Making the move to Working Artist

Time to view work for self and for a project differently.

Artists are storytellers, emotional creatures with tendencies for perfection. Perfection: (artist definition) 150-200% of what can be done at the highest level of ALL expectations.

Artists want to marry you and die with you on the first day of meeting you without ever first asking your name and number. They are self centered possessing tunnel vision for what they can do. They don’t play nicely with others because they don’t stop to see how what they are doing is effecting others around them. They just respond to what’s happening to them.*

*This is not a negative thing. That is where art comes from. It’s is a reaction to the environment, atmosphere, and events around the artist. Their perspective, one that others may not have or could not see. Art is the enlightenment of the reaction or response.

To make the transition from starving artist to a working one, artists must step back from their work and step outside themselves. Many artists want to work, want to get their name out into the world but, are stuck doing a job they hate or that doesn’t pay. A big reason is because they don’t want to collaborate. It’s their way or the highway. So they end up on the highway with their pride intact.

This is counter productive. The goal is not to be a sales associate but, a working artist. So when an opportunity comes up why do artists walk away? Answer, they don’t step back and step away from their personal work.

Let’s take a look at what stepping back and stepping away means. Don’t step forward and say “I feel I think I want”. Many times when an artists steps forward they step with “their” feelings. An artist’s feelings have nothing to do with the work at hand. Thus, step back and listen.

Artists also don’t step away from their work. Every opportunity is a new one with a new direction and new challenges. Although artist can prepare and study and try to be ready for the biggest challenge they can forsee, their foresight is limited to what they know. The concept is “What you don’t know about you don’t know”.
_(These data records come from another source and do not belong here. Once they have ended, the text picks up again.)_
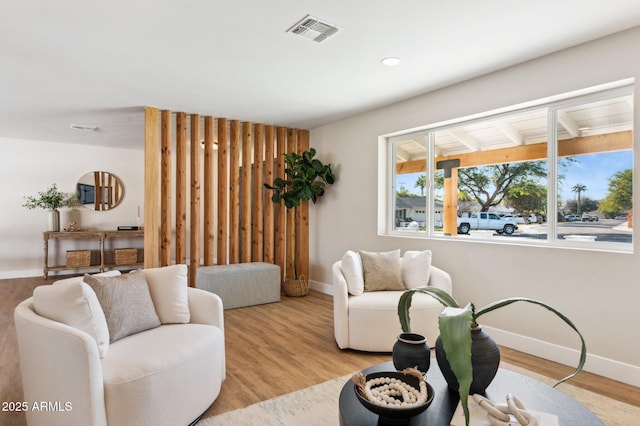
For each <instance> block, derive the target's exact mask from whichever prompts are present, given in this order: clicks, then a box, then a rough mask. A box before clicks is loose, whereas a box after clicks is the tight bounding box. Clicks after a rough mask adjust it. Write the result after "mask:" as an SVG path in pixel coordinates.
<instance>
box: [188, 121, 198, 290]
mask: <svg viewBox="0 0 640 426" xmlns="http://www.w3.org/2000/svg"><path fill="white" fill-rule="evenodd" d="M189 130H190V133H191V164H190V166H191V168H190V174H191V194H190V198H191V215H190V218H191V224H190V230H189V231H190V232H189V239H190V244H189V286H191V287H195V285H196V270H197V269H198V266H200V115H199V114H191V126H190V127H189Z"/></svg>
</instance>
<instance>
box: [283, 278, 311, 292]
mask: <svg viewBox="0 0 640 426" xmlns="http://www.w3.org/2000/svg"><path fill="white" fill-rule="evenodd" d="M283 288H284V294H285V295H286V296H292V297H300V296H306V295H307V294H309V284H308V283H307V280H306V279H305V278H304V275H300V278H287V279H286V280H284V286H283Z"/></svg>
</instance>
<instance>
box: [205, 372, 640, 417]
mask: <svg viewBox="0 0 640 426" xmlns="http://www.w3.org/2000/svg"><path fill="white" fill-rule="evenodd" d="M500 366H501V367H502V368H505V369H507V370H511V371H515V372H517V373H520V374H524V375H526V376H529V377H532V378H534V379H536V380H539V381H541V382H543V383H546V384H548V385H550V386H552V385H553V384H554V383H555V382H554V380H553V379H550V378H548V377H545V376H542V375H539V374H536V373H533V372H531V371H527V370H525V369H522V368H519V367H515V366H513V365H510V364H507V363H504V362H502V363H501V365H500ZM349 377H350V375H347V376H343V377H339V378H337V379H333V380H329V381H328V382H324V383H321V384H319V385H315V386H311V387H309V388H306V389H302V390H299V391H297V392H292V393H289V394H286V395H282V396H279V397H277V398H273V399H269V400H267V401H262V402H259V403H257V404H253V405H250V406H248V407H245V408H240V409H237V410H233V411H228V412H226V413H222V414H220V415H217V416H214V417H209V418H206V419H203V420H201V421H200V422H199V423H198V426H218V425H220V426H222V425H224V426H228V425H233V426H254V425H261V426H299V425H308V426H333V425H337V424H339V417H338V397H339V396H340V390H341V389H342V386H344V384H345V382H346V381H347V380H349ZM557 389H559V390H561V391H562V392H564V393H566V394H567V395H570V396H571V397H573V398H574V399H576V400H577V401H579V402H580V403H582V404H583V405H584V406H585V407H587V408H588V409H590V410H591V411H593V413H595V415H596V416H598V417H599V418H600V419H602V421H603V422H604V424H605V425H606V426H629V425H634V424H638V423H637V421H638V419H639V418H640V407H635V406H633V405H629V404H625V403H623V402H619V401H616V400H614V399H611V398H606V397H603V396H602V395H598V394H596V393H593V392H590V391H587V390H584V389H581V388H578V387H575V386H573V385H571V384H568V383H563V384H561V385H559V386H558V387H557Z"/></svg>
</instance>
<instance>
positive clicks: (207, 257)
mask: <svg viewBox="0 0 640 426" xmlns="http://www.w3.org/2000/svg"><path fill="white" fill-rule="evenodd" d="M214 133H215V120H214V119H213V117H212V116H210V115H208V116H206V117H205V118H204V185H203V186H204V239H203V241H204V242H203V244H204V248H203V252H204V264H205V265H206V266H209V265H213V260H214V256H215V253H214V246H215V218H214V212H215V200H214V196H215V191H214V190H215V181H214V150H215V138H214Z"/></svg>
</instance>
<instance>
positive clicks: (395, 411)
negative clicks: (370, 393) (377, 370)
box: [353, 371, 434, 424]
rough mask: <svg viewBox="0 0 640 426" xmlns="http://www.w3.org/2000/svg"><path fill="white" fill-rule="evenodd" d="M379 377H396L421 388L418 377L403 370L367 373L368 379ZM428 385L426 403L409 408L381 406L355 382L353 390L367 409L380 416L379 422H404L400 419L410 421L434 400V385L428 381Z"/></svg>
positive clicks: (399, 379) (393, 423)
mask: <svg viewBox="0 0 640 426" xmlns="http://www.w3.org/2000/svg"><path fill="white" fill-rule="evenodd" d="M378 377H389V378H395V379H398V380H401V381H403V382H404V383H407V384H409V385H411V386H412V387H414V388H415V389H418V390H419V389H420V383H419V379H418V378H417V377H415V376H412V375H409V374H404V373H402V372H401V371H383V372H378V373H371V374H367V375H366V376H365V379H366V381H369V380H371V379H376V378H378ZM426 385H427V400H426V401H425V403H424V404H421V405H418V406H415V407H407V408H402V407H397V408H396V407H390V406H380V405H377V404H374V403H372V402H370V401H369V400H367V399H366V397H365V396H364V395H361V394H360V392H359V391H358V387H357V386H356V385H355V384H354V385H353V390H354V392H355V393H356V397H357V398H358V401H360V403H361V404H362V405H363V406H364V407H365V408H366V409H367V410H369V411H371V412H372V413H375V414H377V415H379V416H380V419H379V420H380V423H379V424H402V422H399V421H400V420H402V419H406V420H407V422H408V421H409V419H410V418H411V417H414V416H417V415H418V414H420V413H422V412H423V411H424V410H426V409H427V407H429V405H431V402H432V401H433V396H434V391H433V387H432V386H431V385H430V384H429V383H426Z"/></svg>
Locking oneself in their studio to perfect what they know is naive. There is a one in a million chance so to speak that what you know is what will be needed. So step away. Trust that you know the basics and can do them well and quickly.

I interviewed a few artists recently. Asked all of them the same basic questions. What I got was a whole lot of emotional responses. Few answers were about technique and tenacity.

One artist I interviewed I asked him, “What do you do?” he said “A little of this and a little of that”. “Ok, show me.” “Ahh, I have to find it,” was his response. “Can you make some stuff now?” “No, I have to go.” He lost that an opportunity even with me cheering for him. He wanted me to trust him but, he didn’t want to do the work. That man left my office in tears.

Another interviewee I asked what do you do? “I like orchestra, Broadway, compositions. But I’m willing to do anything.” He let me listen to a bunch of dramatic orchestra compositions he made for different genres. The pieces weren’t diverse. Later in the conversation, I mentioned how he could focus his brand or adapt his work. He argued that he couldn’t break away from his heart because he would not be true to himself. So he wasn’t willing to step back and work.

When it comes to working as an artist it is not about being true to yourself it is about the work, the project. Who said self was suppose to be in the mix? Your being hired for your know how and ability to get the job done not for your personal work. In conclusion, think of it this way “your work”, the things you do for yourself are a means of introducing your skill set. Not what you will be hired to do. A job well done is better than a job not complete let alone perfect.

It’s nice that you know how to handle and drive a race car at 200 mph but your only being hired to drive 30mph to insure the safe delivery of the product.